第1回【いまも検証が続く「下山事件」、大学同期の元警視総監が語った“ただならぬ挙動”とは】を読む

 昭和24年7月5日朝、当時の国鉄総裁・下山定則氏(49)は、日本橋三越本店前で車を降りた。「待っててくれ」と言われた運転手はその場に留まったが、下山氏は戻ってこない。そして深夜に流れたのは「下山総裁の轢死体発見」の報だった。

「自殺」か「他殺」か――戦後のGHQ統治下で発生した「下山事件」では、警視庁内部や法医学界、新聞が真っ二つにわかれての論争を繰り広げた。下山氏が死亡の数日前、国鉄職員十万人の解雇を発表していた事実から、他殺派はさらに「左翼テロ」と「米軍謀略」の2説に分かれた。
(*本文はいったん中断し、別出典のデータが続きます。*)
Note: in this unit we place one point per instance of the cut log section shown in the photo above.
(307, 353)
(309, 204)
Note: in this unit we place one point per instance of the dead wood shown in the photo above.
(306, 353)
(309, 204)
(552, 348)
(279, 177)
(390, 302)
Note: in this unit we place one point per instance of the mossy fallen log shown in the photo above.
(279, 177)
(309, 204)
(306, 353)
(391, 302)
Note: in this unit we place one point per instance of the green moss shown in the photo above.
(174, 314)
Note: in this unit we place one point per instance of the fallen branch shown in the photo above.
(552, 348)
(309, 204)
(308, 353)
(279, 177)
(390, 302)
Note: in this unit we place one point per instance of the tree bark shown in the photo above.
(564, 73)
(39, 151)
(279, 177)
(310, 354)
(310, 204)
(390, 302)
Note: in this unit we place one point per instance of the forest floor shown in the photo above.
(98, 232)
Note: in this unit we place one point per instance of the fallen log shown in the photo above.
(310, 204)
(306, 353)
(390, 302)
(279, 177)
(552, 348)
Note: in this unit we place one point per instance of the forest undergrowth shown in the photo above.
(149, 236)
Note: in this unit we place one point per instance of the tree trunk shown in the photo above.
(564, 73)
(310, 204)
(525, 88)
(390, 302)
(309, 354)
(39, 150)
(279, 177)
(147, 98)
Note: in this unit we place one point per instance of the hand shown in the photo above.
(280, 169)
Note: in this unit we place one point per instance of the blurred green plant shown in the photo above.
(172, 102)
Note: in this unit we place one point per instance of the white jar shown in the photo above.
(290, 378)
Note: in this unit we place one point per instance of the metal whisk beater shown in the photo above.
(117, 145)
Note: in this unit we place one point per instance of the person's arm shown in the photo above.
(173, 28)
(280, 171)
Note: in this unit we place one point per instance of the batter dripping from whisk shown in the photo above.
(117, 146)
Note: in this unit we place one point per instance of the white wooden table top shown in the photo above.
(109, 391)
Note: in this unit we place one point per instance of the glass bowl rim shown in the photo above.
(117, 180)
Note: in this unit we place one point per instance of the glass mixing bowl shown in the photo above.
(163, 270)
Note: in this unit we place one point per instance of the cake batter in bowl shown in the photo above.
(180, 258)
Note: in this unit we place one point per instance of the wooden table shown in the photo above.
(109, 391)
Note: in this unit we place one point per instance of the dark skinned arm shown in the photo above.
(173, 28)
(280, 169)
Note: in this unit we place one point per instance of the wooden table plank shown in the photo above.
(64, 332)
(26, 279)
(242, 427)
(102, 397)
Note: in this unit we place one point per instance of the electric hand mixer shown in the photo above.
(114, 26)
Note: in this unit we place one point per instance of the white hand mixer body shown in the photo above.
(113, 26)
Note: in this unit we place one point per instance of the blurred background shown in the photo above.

 しかし、ついに結論は出ず、いまも“現役”の未解決事件である。2024年3月にはNHKスペシャル「未解決事件」のテーマとなり、同年10月には新証言を発掘した『下山事件 封印された記憶』(中央公論新社)が刊行された。

「週刊新潮」も何度かこの事件を取り上げている。下山氏とは東大の同期で、事件当時は警視総監だった人物の貴重な証言を再録した第1回に続き、今回は下山氏を百貨店前に送った専属運転手・大西政雄さんの証言をお届けする。事件から21年後、昭和45年の証言でも、普段の下山氏をよく知っていた大西さんの記憶は鮮明だった。また事件の直後、大西さんには巷に姿を見せられなかった“事情”があったという――。

(以下、「週刊新潮」1970年8月22日号「下山事件・お抱え運転手の二十一年目の証言」を再編集しました。文中の年齢・肩書き等は掲載当時のものです)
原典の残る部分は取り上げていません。